[LLVMdev] Proposal: change LNT’s regression detection algorithm and how it is used to reduce false positives
Philip Reames
listmail at philipreames.com
Tue Jun 2 14:24:11 PDT 2015
Personally, I would prefer this either live in it's own repository, or
llvm/tools/. None of my use cases will likely involve the test-suite.
p.s. If this is going to end up an llvm tool, it will need to follow
LLVM style.
p.p.s. We should probably start a new thread with the proposed addition
since I imagine many folks are ignoring this one by now given how deep
it's gotten.
Philip
On 06/02/2015 12:04 PM, Chris Matthews wrote:
> I like that idea!
>
>
>> On Jun 2, 2015, at 12:00 PM, Smith, Kevin B <kevin.b.smith at intel.com
>> <mailto:kevin.b.smith at intel.com>> wrote:
>>
>> The code for cmpimage and getdep consists of five source files, with
>> the following sizes
>>
>> $ wc *
>>
>> 5912 20353 191869 cmpimage.cpp
>>
>> 290 1328 10668 elf.h
>>
>> 1496 5006 41691 getdep.cpp
>>
>> 233 959 7692 macho.h
>>
>> 403 1831 18394 pecoff.h
>>
>> 8334 29477 270314 total
>>
>> to build each of them is just a simple compilation for whatever C++
>> compiler you happen to be using (clang, icc, cl, g++)
>>
>> $(CXX) –o cmpimage –O2 cmpimage.cpp
>>
>> $(CXX) –o getdep –O2 getdep.cpp
>>
>> This seems like it would fit rather easily into test-suite/tools,
>> which already exists and has a Makefile that the commands to build
>>
>> these could be integrated into.
>>
>> This is my best guess/opinion based on a cursory look over the
>> test-suite directory structure.
>>
>> Kevin
>>
>> *From:*Chris Matthews [mailto:chris.matthews at apple.com]
>> *Sent:* Thursday, May 28, 2015 1:02 PM
>> *To:* Smith, Kevin B
>> *Cc:* Philip Reames; Sean Silva; LLVM Developers Mailing List
>> *Subject:* Re: [LLVMdev] Proposal: change LNT’s regression detection
>> algorithm and how it is used to reduce false positives
>>
>> Where is the best place to keep this?
>>
>> - As third party tool we all use?
>>
>> - Contribute as new project?
>>
>> - Lives in test-suite/utils?
>>
>> - Lives in llvm/utils?
>>
>> On May 28, 2015, at 11:22 AM, Smith, Kevin B
>> <kevin.b.smith at intel.com <mailto:kevin.b.smith at intel.com>> wrote:
>>
>> OK, there is interest from at least a couple of people. What
>> should next steps be?
>>
>> Kevin
>>
>> *From:*Chris Matthews [mailto:chris.matthews at apple.com]

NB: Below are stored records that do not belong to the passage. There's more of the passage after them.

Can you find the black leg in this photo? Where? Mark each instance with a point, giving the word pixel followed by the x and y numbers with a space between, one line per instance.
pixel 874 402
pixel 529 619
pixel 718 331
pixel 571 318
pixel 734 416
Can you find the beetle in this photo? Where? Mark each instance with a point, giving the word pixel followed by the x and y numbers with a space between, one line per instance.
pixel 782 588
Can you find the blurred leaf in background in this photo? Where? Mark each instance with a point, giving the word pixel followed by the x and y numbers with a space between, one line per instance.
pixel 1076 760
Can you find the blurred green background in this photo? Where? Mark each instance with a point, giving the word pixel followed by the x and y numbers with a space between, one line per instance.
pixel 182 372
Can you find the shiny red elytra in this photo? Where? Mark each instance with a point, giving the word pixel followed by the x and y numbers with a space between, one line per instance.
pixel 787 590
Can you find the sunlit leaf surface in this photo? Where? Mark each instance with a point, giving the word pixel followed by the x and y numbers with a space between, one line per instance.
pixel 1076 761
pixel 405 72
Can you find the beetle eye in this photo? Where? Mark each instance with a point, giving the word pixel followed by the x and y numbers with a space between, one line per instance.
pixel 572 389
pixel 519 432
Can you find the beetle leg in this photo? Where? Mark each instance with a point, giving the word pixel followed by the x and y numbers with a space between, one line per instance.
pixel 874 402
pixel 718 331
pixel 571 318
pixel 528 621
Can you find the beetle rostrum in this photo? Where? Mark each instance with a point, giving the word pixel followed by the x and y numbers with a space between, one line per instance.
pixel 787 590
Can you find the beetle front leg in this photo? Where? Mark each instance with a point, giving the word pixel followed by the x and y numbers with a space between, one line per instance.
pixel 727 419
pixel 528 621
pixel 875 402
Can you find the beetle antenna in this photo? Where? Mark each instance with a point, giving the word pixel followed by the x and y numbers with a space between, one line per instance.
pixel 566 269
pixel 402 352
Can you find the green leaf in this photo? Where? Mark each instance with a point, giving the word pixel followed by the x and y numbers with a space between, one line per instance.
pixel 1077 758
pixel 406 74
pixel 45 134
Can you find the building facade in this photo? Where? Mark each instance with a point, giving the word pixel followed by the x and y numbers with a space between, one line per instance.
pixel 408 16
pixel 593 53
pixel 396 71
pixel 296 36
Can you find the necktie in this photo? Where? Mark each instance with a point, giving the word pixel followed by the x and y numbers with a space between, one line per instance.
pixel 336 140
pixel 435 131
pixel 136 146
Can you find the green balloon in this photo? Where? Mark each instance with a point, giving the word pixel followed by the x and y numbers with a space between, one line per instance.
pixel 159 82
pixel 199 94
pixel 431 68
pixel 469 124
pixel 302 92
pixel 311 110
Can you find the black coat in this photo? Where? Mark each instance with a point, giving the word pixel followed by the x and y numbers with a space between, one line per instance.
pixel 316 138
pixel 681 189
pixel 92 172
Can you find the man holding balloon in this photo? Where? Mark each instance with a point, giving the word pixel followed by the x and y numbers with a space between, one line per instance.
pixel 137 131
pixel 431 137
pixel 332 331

>> *Sent:* Thursday, May 28, 2015 10:57 AM
>> *To:* Philip Reames
>> *Cc:* Smith, Kevin B; Sean Silva; LLVM Developers Mailing List
>> *Subject:* Re: [LLVMdev] Proposal: change LNT’s regression
>> detection algorithm and how it is used to reduce false positives
>>
>> I agree. I think there are a lot of exciting uses for this tool.
>> A stage 3 build bot would be another one.
>>
>> On May 28, 2015, at 10:14 AM, Philip Reames
>> <listmail at philipreames.com
>> <mailto:listmail at philipreames.com>> wrote:
>>
>> I'd love to see this tool contributed, even it isn't used for
>> regression detection work. I've got a couple of hacked up
>> scripts which do similar things and having a robust tool
>> available for this would be very useful.
>>
>> Philip
>>
>> On 05/26/2015 09:53 AM, Smith, Kevin B wrote:
>>
>> Intel has a binary comparator tool that we have been
>> using for several years for comparing output binaries
>>
>> to see if the code within them is considered identical.
>> We use it to eliminate runs (and therefore some
>> performance noise)
>>
>> from our own performance tracking tools.
>>
>> We are willing to contribute the source code for this to
>> the LLVM community if there is interest.
>>
>> There are two programs involved: getdep, which displays
>> the list of DLL/.so dependencies of the image in
>> question, and cmpimage itself, which does the comparison
>> ignoring the parts not contributed by the compiler. The
>> cmpimage program is also almost completely derived from
>> the published object format descriptions.
>>
>> Let me know if there is interest in these pieces of
>> tooling, and if so, what you think next steps should be.
>>
>> Kevin B. Smith
>>
>> *From:*llvmdev-bounces at cs.uiuc.edu
>> <mailto:llvmdev-bounces at cs.uiuc.edu>
>> [mailto:llvmdev-bounces at cs.uiuc.edu] *On Behalf Of *Sean
>> Silva
>> *Sent:* Thursday, May 21, 2015 2:14 PM
>> *To:* Chris Matthews
>> *Cc:* LLVM Developers Mailing List
>> *Subject:* Re: [LLVMdev] Proposal: change LNT’s
>> regression detection algorithm and how it is used to
>> reduce false positives
>>
>> On Thu, May 21, 2015 at 11:24 AM, Chris Matthews
>> <chris.matthews at apple.com
>> <mailto:chris.matthews at apple.com>> wrote:
>>
>> I agree this is a great idea. I think it needs to be
>> fleshed out a little though.
>>
>> It would still be wise to run the regression detection
>> algorithm, because the test suite changes and the
>> machines change, and the algorithm is not perfect yet.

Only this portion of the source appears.